Però poi malgrado il mio cattivo e volgare “pensamento” continuavo ad impegnarmi.
Volevo diventare importante e sapiente, dare pareri e dispense, partecipare a convegni e conferenze. E allora mi dicevo:
Devo imparare più “lingue” in un mondo globalizzato, non basta la conoscenza dell’inglese.
Devo coltivare relazioni, ricordare ogni ricorrenza ed ogni convenienza e poi dividermi tra un telefono che strilla, il computer che va lento o non c’è collegamento.
Devo inseguire norme e codicilli, cose dette, tradotte e rettificate, poi cambiate e ricambiate.
Coniugare norme comunitarie, nazionali e regionali, algoritmi imperfetti ed errori corretti.
Stare “notti intere ad aspettare” aspettare per capire o aspettare per non capire.
Devo correre, trovare un ristorante taliano abituarmi al fuso orario e poi convincere, firmare, transare.
Dimenticare di telefonare a casa, dimenticare un foglio, un appunto, un evento.
Trovare il figlio cresciuto e sconosciuto.
La conclusione fu un “fortemente vaffanculo”.
Si chiama PIZZERIA ’51, è lì che lavoro, faccio il cameriere.
Porto pizze e bevande, bicchieri e tovaglie.
Mi muovo con disinvoltura e professionalità, spiritoso quanto basta e sempre un po’ meno del cliente, per non sminuirlo o toglierli le attenzioni o rovinarli la serata.

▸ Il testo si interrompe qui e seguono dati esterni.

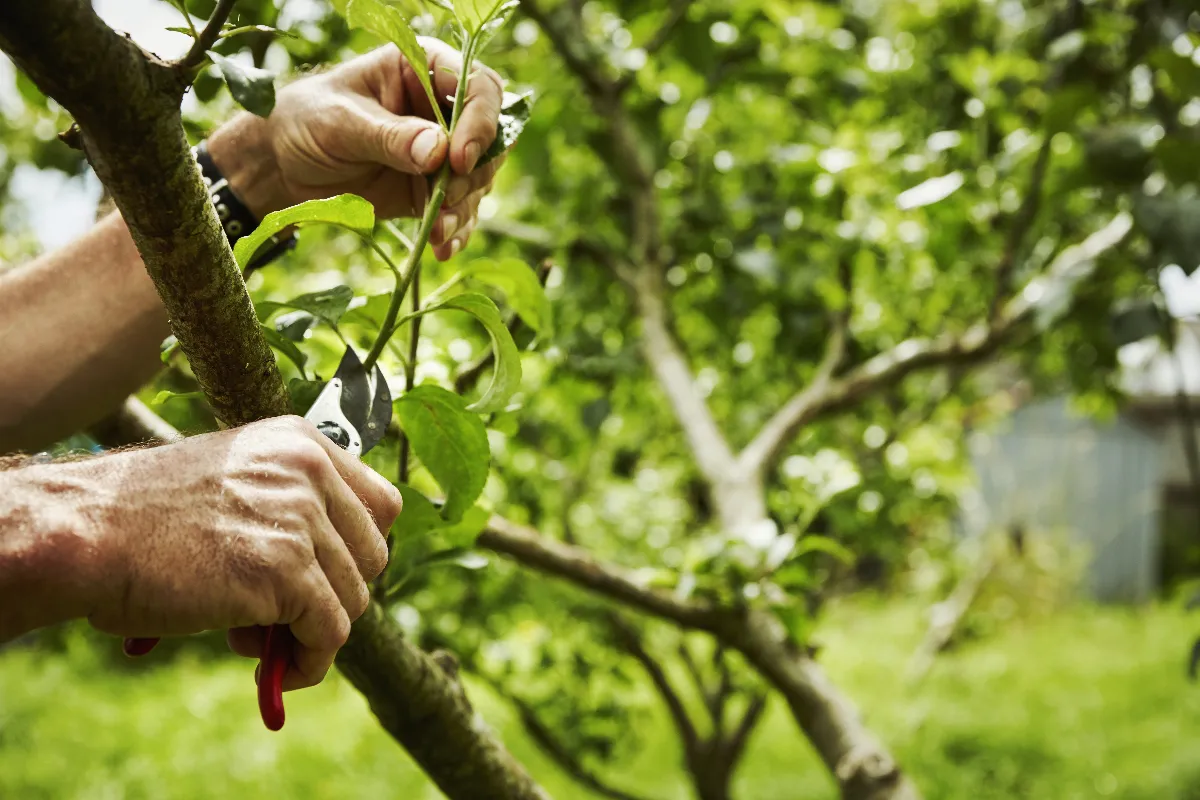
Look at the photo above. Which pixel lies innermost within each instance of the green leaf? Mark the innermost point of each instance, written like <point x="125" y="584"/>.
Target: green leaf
<point x="166" y="395"/>
<point x="815" y="543"/>
<point x="450" y="441"/>
<point x="252" y="88"/>
<point x="474" y="14"/>
<point x="1137" y="320"/>
<point x="286" y="347"/>
<point x="521" y="287"/>
<point x="515" y="112"/>
<point x="293" y="326"/>
<point x="389" y="24"/>
<point x="304" y="394"/>
<point x="465" y="531"/>
<point x="328" y="305"/>
<point x="349" y="211"/>
<point x="507" y="373"/>
<point x="418" y="517"/>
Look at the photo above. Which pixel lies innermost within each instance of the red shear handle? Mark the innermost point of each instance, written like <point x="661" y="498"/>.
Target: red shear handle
<point x="135" y="648"/>
<point x="276" y="657"/>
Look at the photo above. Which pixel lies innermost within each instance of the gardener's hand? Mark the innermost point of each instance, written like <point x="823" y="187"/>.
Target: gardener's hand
<point x="269" y="523"/>
<point x="367" y="127"/>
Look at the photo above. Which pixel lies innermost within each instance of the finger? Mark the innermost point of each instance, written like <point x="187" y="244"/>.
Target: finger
<point x="455" y="218"/>
<point x="480" y="110"/>
<point x="319" y="632"/>
<point x="246" y="641"/>
<point x="407" y="144"/>
<point x="382" y="499"/>
<point x="460" y="186"/>
<point x="355" y="542"/>
<point x="451" y="248"/>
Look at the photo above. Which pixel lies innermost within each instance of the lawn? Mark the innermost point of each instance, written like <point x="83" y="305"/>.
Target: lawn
<point x="1092" y="703"/>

Sono gentile, garbato ed educato, corro dove mi chiamano, dove vedo una mano alzata.
Porto fiumi di birra e poi “margherite e quattro stagioni” panzerotti e tovaglioli.
Chiedo scusa quando sbaglio e se c’è un po’ di ritardo, so riconoscere il cliente permaloso, il cliente spiritoso o anche noioso.

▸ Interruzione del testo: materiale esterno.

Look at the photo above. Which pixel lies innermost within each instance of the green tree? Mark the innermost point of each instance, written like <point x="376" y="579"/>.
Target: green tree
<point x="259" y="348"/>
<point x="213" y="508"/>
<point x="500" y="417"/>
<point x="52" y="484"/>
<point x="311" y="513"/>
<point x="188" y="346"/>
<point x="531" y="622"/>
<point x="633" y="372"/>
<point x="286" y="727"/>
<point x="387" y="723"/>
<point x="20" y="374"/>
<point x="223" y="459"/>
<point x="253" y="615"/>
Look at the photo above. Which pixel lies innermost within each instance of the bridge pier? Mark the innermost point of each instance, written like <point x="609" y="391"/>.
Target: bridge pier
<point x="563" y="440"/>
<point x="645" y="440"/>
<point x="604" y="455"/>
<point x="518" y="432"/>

Sì lavoro là, tra piccante e contante, mi trovo bene.
Ho tempo per andare in Chiesa, per curare gli affetti, giovedì calcetto e poi qualche buona lettura, e tanta musica da ascoltare.
Ogni tanto al bar del mio rione con gli amici si fa un tressette, ogni tanto alla Sezione si discute dei problemi del paese, del futuro del paese.

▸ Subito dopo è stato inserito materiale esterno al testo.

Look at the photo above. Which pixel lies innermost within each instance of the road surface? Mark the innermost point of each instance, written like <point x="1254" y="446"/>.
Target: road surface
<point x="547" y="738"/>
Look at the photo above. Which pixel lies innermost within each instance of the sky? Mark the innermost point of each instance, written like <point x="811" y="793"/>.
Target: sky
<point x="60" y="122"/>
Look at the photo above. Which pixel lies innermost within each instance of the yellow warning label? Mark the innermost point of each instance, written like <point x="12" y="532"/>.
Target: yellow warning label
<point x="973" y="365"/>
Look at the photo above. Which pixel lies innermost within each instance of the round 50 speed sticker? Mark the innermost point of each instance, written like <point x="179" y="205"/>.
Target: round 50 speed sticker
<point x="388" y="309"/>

Accompagno o vado a prendere da scuola mio figlio, faccio lunghe passeggiate, qualche viaggetto in estate.
Faccio le mie ore di lavoro, è poi è come girassi il mio cartello dall’altra parte dove ho scritto CHIUSO, lascio il grembiule, prendo le mance e il mio turno è finito.
Lavoro là, venitemi a trovare, si chiama PIZZERIA ’51, ancora non ho capito perchè.
E’ in fondo al viale principale, ultimo angolo a sinistra, sul muro davanti è scritto con vernice azzurra “PIZERIA”, mannaggia a loro, hanno pure sbagliato a scrivere.
Stasera è festa, venitemi a trovare.
Metterò tovaglie bianche che profumano di fresco e fiori di campo colorati su ogni tavolo.
Arrivate sino in fondo al viale, poi seguite il profumo di glicine e basilico, di legna che brucia, cipolla e rosmarino.
Tutt’intorno poca luce, e stasera non c’è neanche la luna.